Exploring plasma sheath solutions for planar and cylindrical anodes

Abstract

Anode sheaths impact the operation of many practical plasma devices. This complex region is explored in detail for collisional, isothermal (identical specie temperatures), low-temperature plasmas, where sheath dimensions are in the micron range. The selected approach involves postulation of a specific electric field distribution with two shape factors. Previous research regarding planar anodes is verified and expanded upon using greater parameter ranges. 'z', a dimensionless quantity specifying plasma composition and condition, groups diverse plasmas into 'families' exhibiting similar sheath characteristics. 'n', a nondimensional ratio of electrical energy to thermal energy in the sheath, allows temperature effects to be studies. The investigation focuses on three disparate families that span a z range of 1.1729 to 2.1493, at n values defines by plasma temperatures of 6000(o) K, 3000(o) K, and 300(o) K. Results indicate that at lower temperatures, charge production in the outer sheath is generic to the electric field distribution, and that the sheaths themselves are nearly unaffected by substantial changes in temperature (i.e., n). Conversely, sheath density and extent are shown to vary significantly for differing z values.
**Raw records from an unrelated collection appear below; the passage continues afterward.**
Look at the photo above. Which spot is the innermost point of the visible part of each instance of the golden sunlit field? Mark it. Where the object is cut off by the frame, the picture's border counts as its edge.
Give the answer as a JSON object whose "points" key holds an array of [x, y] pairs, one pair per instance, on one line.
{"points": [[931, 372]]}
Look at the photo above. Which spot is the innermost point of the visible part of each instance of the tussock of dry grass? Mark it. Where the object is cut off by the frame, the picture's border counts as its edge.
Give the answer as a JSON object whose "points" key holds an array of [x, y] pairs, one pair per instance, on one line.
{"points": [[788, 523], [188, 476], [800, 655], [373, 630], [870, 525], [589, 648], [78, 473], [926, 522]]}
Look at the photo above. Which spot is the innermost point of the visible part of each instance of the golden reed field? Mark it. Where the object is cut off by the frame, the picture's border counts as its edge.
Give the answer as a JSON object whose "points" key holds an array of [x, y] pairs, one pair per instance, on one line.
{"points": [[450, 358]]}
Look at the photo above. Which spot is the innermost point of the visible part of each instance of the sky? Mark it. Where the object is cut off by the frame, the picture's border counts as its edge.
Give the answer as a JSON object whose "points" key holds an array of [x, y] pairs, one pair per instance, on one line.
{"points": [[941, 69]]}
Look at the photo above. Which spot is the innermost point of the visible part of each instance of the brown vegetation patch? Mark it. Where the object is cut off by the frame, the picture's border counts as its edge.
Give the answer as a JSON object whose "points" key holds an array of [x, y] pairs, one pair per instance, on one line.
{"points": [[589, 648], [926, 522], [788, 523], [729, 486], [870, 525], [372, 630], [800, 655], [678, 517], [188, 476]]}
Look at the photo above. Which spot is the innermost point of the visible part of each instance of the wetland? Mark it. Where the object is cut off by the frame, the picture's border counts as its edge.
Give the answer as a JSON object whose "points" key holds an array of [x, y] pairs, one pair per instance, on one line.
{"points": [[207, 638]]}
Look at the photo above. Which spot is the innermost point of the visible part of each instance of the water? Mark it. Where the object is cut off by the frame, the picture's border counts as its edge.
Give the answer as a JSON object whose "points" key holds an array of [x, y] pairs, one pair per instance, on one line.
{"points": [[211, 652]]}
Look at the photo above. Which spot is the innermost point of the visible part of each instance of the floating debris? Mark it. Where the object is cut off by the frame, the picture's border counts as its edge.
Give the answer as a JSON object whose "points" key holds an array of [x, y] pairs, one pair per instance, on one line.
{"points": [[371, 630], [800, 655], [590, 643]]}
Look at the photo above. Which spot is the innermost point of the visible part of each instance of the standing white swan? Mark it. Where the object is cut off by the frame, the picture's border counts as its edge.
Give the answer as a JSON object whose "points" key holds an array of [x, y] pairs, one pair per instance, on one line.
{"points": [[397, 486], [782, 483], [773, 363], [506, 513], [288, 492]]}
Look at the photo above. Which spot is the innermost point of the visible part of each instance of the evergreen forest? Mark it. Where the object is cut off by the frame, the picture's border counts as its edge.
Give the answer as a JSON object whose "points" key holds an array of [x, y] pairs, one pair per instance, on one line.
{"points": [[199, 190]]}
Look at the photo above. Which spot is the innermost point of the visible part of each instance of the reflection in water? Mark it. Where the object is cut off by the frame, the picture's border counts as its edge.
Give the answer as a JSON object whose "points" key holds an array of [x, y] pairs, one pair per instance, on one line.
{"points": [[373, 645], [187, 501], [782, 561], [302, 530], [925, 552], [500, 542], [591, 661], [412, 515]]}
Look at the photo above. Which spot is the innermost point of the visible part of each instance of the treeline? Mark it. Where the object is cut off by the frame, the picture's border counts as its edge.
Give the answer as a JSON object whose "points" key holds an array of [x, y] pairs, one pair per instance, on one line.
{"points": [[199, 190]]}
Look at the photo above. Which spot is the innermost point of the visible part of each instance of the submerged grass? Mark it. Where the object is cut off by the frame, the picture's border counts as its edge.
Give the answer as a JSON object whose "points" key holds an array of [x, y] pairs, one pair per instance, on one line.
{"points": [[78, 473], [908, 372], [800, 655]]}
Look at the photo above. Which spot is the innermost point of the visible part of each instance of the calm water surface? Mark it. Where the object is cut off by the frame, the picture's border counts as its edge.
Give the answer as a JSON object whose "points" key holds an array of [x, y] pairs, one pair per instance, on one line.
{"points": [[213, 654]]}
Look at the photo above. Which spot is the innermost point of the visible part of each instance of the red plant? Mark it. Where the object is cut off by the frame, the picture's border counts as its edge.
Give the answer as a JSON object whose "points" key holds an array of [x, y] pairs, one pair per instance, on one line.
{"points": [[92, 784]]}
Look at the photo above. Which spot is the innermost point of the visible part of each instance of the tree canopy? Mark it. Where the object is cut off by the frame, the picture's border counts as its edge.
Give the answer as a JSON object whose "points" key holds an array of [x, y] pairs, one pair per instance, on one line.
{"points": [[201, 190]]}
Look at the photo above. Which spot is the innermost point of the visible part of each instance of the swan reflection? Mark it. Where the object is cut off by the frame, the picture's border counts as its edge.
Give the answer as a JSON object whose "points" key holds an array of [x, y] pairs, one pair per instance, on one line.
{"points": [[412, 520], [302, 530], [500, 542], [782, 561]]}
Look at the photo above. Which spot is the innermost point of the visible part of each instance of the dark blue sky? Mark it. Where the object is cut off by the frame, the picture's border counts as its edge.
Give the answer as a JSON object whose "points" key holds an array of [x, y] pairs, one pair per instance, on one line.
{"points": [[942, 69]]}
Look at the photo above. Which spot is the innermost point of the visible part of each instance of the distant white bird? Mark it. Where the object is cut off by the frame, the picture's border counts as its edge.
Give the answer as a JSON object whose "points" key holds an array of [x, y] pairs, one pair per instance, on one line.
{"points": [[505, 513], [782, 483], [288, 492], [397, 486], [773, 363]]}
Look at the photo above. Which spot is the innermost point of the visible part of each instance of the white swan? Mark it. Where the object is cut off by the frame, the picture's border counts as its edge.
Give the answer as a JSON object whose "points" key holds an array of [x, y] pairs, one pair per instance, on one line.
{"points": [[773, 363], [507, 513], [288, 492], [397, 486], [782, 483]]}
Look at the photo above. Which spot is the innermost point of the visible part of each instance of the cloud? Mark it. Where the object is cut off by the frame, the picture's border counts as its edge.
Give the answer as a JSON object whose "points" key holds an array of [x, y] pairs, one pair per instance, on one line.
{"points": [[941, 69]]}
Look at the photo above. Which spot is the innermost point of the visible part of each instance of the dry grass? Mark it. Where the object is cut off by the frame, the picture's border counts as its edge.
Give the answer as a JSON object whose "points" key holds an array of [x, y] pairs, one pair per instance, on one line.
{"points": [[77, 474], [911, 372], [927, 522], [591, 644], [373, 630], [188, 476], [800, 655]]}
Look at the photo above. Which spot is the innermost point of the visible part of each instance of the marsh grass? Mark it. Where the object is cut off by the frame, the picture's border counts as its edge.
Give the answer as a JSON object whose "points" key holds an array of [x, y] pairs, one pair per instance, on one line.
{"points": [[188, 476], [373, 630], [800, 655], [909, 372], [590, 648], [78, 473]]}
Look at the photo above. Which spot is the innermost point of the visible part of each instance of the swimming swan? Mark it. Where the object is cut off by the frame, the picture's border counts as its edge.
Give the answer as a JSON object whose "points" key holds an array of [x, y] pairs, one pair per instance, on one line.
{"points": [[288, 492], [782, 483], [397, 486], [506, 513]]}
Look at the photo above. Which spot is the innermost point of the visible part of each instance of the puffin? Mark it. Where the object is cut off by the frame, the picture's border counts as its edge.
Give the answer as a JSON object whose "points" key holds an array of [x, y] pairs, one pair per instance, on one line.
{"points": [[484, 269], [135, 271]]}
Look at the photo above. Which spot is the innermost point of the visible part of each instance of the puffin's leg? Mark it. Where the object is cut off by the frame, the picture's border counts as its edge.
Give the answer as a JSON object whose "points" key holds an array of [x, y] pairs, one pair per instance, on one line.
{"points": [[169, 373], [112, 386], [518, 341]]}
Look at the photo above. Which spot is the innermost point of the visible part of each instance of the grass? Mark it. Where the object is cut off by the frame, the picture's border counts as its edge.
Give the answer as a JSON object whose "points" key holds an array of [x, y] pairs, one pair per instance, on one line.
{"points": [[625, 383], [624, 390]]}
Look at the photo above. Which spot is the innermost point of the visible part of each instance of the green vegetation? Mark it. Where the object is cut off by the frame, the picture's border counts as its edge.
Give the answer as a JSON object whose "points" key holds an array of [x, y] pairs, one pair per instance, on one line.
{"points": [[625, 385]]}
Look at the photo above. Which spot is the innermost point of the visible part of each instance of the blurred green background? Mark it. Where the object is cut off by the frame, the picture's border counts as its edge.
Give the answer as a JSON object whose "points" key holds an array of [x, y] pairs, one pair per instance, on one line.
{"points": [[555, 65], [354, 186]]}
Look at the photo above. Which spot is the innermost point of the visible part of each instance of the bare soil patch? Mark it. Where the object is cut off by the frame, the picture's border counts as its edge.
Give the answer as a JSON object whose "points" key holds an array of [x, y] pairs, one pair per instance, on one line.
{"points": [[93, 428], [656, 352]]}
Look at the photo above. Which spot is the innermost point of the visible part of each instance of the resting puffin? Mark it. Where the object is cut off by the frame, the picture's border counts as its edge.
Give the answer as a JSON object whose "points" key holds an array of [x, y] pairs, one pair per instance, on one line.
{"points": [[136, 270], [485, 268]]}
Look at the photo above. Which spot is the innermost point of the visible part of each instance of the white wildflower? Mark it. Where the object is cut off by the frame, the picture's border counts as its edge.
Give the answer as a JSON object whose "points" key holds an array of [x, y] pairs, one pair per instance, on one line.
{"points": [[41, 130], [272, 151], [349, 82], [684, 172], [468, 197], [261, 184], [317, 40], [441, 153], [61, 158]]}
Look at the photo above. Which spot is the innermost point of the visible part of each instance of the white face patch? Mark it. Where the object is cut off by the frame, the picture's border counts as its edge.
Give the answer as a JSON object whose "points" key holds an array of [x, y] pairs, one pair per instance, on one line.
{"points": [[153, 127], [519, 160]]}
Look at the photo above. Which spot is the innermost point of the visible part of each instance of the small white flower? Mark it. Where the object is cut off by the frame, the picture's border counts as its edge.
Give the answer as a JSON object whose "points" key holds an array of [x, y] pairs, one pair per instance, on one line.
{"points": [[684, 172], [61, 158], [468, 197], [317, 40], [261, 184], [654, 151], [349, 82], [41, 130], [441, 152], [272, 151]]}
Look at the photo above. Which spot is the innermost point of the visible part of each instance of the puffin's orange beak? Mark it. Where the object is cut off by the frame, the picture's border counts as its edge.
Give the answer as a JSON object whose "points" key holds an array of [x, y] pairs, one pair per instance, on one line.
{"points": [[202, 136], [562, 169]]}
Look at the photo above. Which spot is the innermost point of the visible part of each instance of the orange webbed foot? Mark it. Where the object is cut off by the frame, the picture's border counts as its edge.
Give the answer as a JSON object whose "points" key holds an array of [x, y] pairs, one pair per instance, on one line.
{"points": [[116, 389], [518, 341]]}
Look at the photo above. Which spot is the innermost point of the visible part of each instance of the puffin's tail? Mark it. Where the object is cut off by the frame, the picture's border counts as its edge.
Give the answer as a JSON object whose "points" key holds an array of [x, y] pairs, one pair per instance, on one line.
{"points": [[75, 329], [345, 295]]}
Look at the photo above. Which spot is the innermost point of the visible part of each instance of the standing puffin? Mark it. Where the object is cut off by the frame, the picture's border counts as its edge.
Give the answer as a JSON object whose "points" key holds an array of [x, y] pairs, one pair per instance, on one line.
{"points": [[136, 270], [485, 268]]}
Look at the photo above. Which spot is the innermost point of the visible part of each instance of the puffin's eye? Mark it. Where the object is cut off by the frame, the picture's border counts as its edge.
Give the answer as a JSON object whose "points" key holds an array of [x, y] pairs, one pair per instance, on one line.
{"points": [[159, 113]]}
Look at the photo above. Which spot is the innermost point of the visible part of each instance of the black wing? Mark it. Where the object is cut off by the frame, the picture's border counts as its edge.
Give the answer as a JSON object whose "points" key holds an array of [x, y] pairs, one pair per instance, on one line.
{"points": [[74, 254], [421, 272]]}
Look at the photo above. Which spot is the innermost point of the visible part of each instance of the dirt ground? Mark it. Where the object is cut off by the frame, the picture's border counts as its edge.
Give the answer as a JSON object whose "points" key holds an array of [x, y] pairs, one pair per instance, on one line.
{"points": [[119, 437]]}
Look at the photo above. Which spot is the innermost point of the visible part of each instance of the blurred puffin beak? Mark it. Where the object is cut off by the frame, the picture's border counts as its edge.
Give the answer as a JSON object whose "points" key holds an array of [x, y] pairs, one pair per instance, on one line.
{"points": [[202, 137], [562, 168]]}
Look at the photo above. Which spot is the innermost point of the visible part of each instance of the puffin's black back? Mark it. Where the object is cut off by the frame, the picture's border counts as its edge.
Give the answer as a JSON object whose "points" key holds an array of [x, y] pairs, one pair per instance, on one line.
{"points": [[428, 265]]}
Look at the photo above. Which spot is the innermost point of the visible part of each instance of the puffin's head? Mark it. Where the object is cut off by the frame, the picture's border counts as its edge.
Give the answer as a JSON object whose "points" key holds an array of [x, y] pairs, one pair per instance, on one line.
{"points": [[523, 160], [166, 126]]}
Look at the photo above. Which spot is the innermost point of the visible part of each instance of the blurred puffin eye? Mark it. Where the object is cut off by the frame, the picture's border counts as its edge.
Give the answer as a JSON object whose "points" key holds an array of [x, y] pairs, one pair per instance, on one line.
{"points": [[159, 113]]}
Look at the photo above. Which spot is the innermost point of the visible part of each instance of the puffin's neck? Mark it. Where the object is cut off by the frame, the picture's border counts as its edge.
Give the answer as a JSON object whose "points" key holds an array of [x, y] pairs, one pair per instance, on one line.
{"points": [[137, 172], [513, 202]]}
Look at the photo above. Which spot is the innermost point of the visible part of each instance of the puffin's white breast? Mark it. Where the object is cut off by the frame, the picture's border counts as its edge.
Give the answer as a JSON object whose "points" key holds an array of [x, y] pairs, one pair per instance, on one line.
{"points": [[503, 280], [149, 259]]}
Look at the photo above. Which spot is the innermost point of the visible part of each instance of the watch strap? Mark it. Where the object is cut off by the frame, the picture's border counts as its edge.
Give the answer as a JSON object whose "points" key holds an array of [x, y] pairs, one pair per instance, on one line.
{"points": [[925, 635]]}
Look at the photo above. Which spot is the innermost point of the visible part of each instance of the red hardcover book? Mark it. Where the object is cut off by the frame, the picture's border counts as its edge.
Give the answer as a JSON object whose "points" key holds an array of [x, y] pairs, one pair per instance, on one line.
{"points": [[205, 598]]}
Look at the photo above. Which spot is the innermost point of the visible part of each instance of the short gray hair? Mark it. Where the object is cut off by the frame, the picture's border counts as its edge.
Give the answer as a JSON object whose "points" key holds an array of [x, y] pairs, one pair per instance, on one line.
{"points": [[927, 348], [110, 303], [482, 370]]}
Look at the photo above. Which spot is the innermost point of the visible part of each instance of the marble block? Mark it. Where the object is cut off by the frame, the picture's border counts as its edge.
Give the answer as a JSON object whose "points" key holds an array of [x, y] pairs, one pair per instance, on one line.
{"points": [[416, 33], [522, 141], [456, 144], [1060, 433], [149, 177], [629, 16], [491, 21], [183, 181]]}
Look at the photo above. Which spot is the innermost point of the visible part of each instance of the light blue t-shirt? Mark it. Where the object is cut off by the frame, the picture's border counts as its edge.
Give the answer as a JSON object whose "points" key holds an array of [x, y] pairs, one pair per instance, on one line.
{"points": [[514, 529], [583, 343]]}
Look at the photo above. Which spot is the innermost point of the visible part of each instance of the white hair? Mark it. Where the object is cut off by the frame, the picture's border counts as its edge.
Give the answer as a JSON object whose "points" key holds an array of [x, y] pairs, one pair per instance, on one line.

Newly derived equations governing cylindrical anodes generate sheaths that are virtually identical to corresponding planar cases. It is shown only those anodes whose radii are comparable to the plasma's 'characteristic radius' (y) must be treated with the cylindrical formulation; non-vacuous plasmas would require micron-width anodes to be thus affected. Finally, an analytical approach yields solutions that confirm the numerical results, and offers an algebraic approximation for high-n plasmas.